Relative second bounded cohomology of free groups

TL;DR

This paper computes the relative second bounded cohomology of free groups with respect to subgroups, establishing a criterion for non-triviality based on subgroup index and embedding properties.

Contribution

It provides a precise characterization of when the relative second bounded cohomology is non-trivial for free groups and describes its structure via isometric embeddings.

Findings

H_b^2(\Gamma,H;\mathbb{R}) is non-trivial iff H has infinite index in \\Gamma

The cohomology space contains an isometric embedding of a direct sum of defect spaces

The result links subgroup index to the structure of bounded cohomology in free groups.

Abstract

This paper is devoted to the computation of the space $H_b^2(\Gamma,H;\mathbb{R})$, where $\Gamma$ is a free group of finite rank $n\geq 2$ and $H$ is a subgroup of finite rank.

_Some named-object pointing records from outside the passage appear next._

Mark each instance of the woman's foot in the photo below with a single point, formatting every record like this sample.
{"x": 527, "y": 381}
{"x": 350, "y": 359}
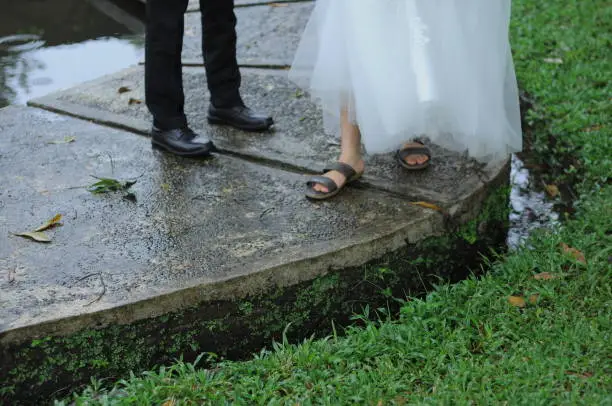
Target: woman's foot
{"x": 338, "y": 178}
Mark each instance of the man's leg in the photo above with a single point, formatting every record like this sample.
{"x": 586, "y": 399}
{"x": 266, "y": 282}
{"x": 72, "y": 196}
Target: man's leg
{"x": 163, "y": 70}
{"x": 164, "y": 81}
{"x": 222, "y": 72}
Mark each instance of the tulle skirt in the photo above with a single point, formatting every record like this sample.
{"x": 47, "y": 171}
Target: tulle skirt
{"x": 440, "y": 69}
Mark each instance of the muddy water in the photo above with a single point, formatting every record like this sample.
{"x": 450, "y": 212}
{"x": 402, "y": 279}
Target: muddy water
{"x": 530, "y": 206}
{"x": 54, "y": 44}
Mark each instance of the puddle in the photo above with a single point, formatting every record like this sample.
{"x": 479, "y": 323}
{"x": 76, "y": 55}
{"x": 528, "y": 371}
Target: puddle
{"x": 56, "y": 44}
{"x": 531, "y": 208}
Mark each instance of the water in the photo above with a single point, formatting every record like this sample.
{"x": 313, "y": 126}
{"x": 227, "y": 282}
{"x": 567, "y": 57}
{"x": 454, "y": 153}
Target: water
{"x": 530, "y": 206}
{"x": 54, "y": 44}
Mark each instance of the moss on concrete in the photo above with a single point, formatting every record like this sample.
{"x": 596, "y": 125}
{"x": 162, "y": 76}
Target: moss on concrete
{"x": 52, "y": 366}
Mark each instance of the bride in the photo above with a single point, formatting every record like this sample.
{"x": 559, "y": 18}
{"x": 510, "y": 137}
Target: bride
{"x": 388, "y": 71}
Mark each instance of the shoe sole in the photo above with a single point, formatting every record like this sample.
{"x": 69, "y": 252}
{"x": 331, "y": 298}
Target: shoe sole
{"x": 220, "y": 121}
{"x": 194, "y": 154}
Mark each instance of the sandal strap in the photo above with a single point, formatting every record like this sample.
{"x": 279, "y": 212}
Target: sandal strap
{"x": 348, "y": 171}
{"x": 322, "y": 180}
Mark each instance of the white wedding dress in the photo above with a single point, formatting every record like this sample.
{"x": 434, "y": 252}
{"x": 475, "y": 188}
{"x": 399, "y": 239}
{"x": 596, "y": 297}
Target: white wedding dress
{"x": 412, "y": 68}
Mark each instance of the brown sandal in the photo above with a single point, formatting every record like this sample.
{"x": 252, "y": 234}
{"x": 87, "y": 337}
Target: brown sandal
{"x": 405, "y": 152}
{"x": 332, "y": 188}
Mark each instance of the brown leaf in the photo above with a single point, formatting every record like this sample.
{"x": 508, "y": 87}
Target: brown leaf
{"x": 544, "y": 276}
{"x": 66, "y": 140}
{"x": 517, "y": 301}
{"x": 578, "y": 256}
{"x": 581, "y": 375}
{"x": 593, "y": 128}
{"x": 552, "y": 190}
{"x": 36, "y": 236}
{"x": 51, "y": 223}
{"x": 427, "y": 205}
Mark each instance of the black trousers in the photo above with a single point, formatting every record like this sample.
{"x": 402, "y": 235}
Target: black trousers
{"x": 163, "y": 47}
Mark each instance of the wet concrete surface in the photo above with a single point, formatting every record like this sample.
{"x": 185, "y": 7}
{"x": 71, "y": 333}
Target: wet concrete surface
{"x": 194, "y": 224}
{"x": 297, "y": 140}
{"x": 268, "y": 35}
{"x": 198, "y": 230}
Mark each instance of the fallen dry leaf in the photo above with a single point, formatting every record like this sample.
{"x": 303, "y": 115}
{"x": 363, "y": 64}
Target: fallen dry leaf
{"x": 578, "y": 255}
{"x": 582, "y": 375}
{"x": 593, "y": 128}
{"x": 427, "y": 205}
{"x": 66, "y": 140}
{"x": 36, "y": 236}
{"x": 544, "y": 276}
{"x": 517, "y": 301}
{"x": 51, "y": 223}
{"x": 552, "y": 190}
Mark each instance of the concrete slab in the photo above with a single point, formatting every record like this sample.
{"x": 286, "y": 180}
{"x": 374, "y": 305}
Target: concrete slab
{"x": 268, "y": 35}
{"x": 199, "y": 230}
{"x": 298, "y": 140}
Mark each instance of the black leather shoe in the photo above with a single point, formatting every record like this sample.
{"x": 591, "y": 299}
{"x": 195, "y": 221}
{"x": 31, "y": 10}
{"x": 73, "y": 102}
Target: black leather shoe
{"x": 182, "y": 142}
{"x": 240, "y": 117}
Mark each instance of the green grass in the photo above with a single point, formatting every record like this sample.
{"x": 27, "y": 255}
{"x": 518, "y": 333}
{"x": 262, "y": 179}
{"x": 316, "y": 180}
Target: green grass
{"x": 466, "y": 343}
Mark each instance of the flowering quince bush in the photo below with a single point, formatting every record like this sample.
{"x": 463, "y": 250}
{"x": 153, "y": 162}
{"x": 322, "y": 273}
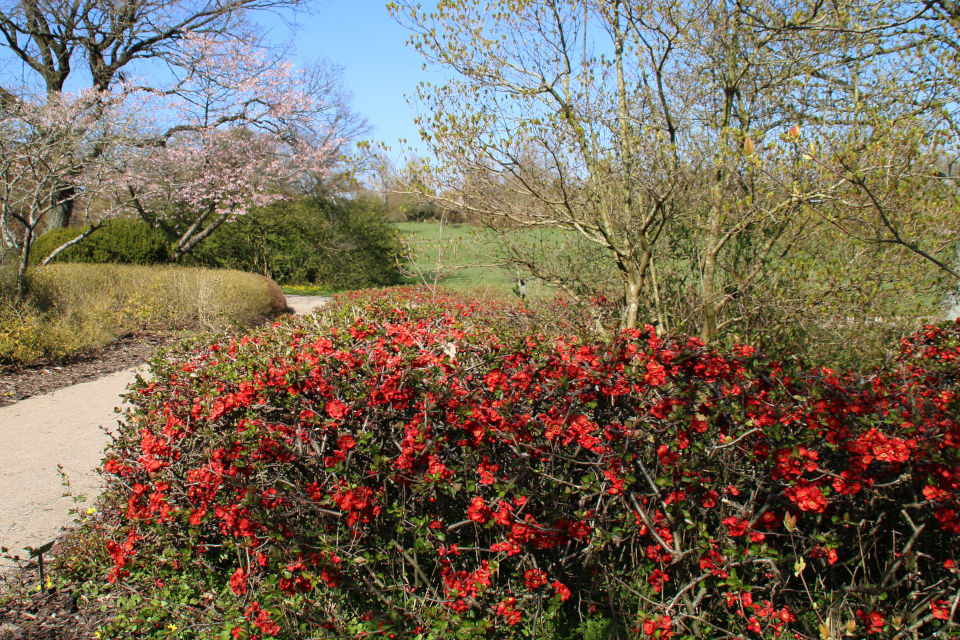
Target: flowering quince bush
{"x": 414, "y": 464}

More precisely we prove that $H$ has infinite index in $\Gamma$ if and only if $H_b^2(\Gamma,H;\mathbb{R})$ is not trivial, and furthermore, if and only if there is an isometric embedding $\oplus_\infty^n\mathcal{D}(\mathbb{Z})\hookrightarrow H_b^2(\Gamma,H;\mathbb{R})$, where $\mathcal{D}(\mathbb{Z})$ is the space of bounded alternating functions on $\mathbb{Z}$ equipped with the defect norm.